Horns
Year: | 2014 |
Production Co: | Red Granite Pictures |
Director: | Alexandre Aja |
Writer: | Keith Bunin |
Cast: | Daniel Radcliffe, Juno Temple, Max Minghella, James Remar, Kathleen Quinlan, David Morse |
Is it a romantic dramedy with horror stylings, an exploitation shocker with a love story at its heart, an edgy, head-scratching rumination on grief and guilt or a mainstream thriller that goes in every direction at once, from Twin Peaks to Hellboy? When not even stars Daniel Radcliffe and Juno Temple or director Alexandre Aja seem to know, you certainly won't.
When the hero sprouts horns from his head and gains the curious power to make everyone tell their most embarrassing truths it's never really explained why, making the film seem avant-garde.

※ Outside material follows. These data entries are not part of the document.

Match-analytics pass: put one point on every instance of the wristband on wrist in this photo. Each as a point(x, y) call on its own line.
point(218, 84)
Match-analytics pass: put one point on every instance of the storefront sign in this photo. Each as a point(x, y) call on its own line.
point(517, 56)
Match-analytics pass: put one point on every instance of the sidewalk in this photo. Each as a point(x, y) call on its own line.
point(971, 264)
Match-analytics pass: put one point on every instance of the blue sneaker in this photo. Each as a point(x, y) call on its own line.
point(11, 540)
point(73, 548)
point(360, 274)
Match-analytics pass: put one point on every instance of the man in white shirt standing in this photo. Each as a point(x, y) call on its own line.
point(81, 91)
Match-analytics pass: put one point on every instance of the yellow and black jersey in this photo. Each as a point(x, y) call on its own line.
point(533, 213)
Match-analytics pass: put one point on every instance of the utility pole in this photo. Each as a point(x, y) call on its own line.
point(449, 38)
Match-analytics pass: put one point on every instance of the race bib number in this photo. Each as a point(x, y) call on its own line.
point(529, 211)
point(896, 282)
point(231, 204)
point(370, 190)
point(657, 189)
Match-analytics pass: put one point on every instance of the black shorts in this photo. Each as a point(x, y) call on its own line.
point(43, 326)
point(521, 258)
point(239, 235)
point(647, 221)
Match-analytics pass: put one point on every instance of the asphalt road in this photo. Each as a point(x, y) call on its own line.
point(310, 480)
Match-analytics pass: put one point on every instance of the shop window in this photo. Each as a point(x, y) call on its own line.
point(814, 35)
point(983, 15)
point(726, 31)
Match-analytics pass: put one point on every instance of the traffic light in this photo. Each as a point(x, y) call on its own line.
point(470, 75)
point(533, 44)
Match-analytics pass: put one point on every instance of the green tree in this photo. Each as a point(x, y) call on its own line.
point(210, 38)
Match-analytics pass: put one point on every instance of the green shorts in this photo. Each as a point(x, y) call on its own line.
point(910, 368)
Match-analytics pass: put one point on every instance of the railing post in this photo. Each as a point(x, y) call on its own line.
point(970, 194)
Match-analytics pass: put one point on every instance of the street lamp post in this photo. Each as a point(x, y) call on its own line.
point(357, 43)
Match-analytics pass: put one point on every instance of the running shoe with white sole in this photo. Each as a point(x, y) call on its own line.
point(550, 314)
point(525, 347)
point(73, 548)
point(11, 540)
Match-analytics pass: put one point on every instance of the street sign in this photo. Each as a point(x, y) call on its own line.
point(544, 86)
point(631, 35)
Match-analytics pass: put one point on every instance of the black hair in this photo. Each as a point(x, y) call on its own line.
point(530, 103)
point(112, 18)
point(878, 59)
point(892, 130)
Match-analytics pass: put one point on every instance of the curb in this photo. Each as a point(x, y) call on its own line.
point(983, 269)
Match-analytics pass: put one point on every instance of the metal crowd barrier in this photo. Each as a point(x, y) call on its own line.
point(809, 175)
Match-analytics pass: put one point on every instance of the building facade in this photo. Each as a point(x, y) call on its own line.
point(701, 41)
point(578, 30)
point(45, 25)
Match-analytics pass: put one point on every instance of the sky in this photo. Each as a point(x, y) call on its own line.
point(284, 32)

But the overblown CGI of the climax and the love story centre makes it seem commercial. Unfortunately it's both too much (and not enough) of one to be the other.
It's an adaptation of Joe Hill's book about a young man in a small logging town, Ig (Radcliffe), who's accused of murdering his girlfriend Merrin (Temple).
With everyone around him unsure of whether he's really as innocent as he claims, Ig's problems are compounded when he sprouts horns from his forehead and falls under an onslaught of unasked-for honesty. The doctor he goes to see is more interested in shagging the nurse (and says so) and Ig's own mother tells him unceremoniously that she wishes he'd just go away.
From there it goes into a crazy spiral of forcing his brother to drink and take drugs, attracting snakes everywhere he goes for some reason and the killer somehow proving to be someone from his very own small circle of friends and acquaintances. And if you hadn't figured out as much from that description, it also goes wildly off the rails too.
At far too many points during the proceedings, it seems neither the screenwriter nor Aja really knew what to do, so they just chucked in the coolest thing they could think of. Why would a horde of snakes attack the antagonist and then all slither away while the lead snake forces its way into his mouth and down his throat to kill him? Is it intelligent? A physical manifestation of Ig's ego? It's pretty obvious the whole thing riffs on Satan motifs what with the snakes and the horns, but how does it all fit?
Like his father's many books that have been turned unsuccessfully into movies, it seems so far Hill's work is a victim of the same curse where a director completely misses what makes the book special.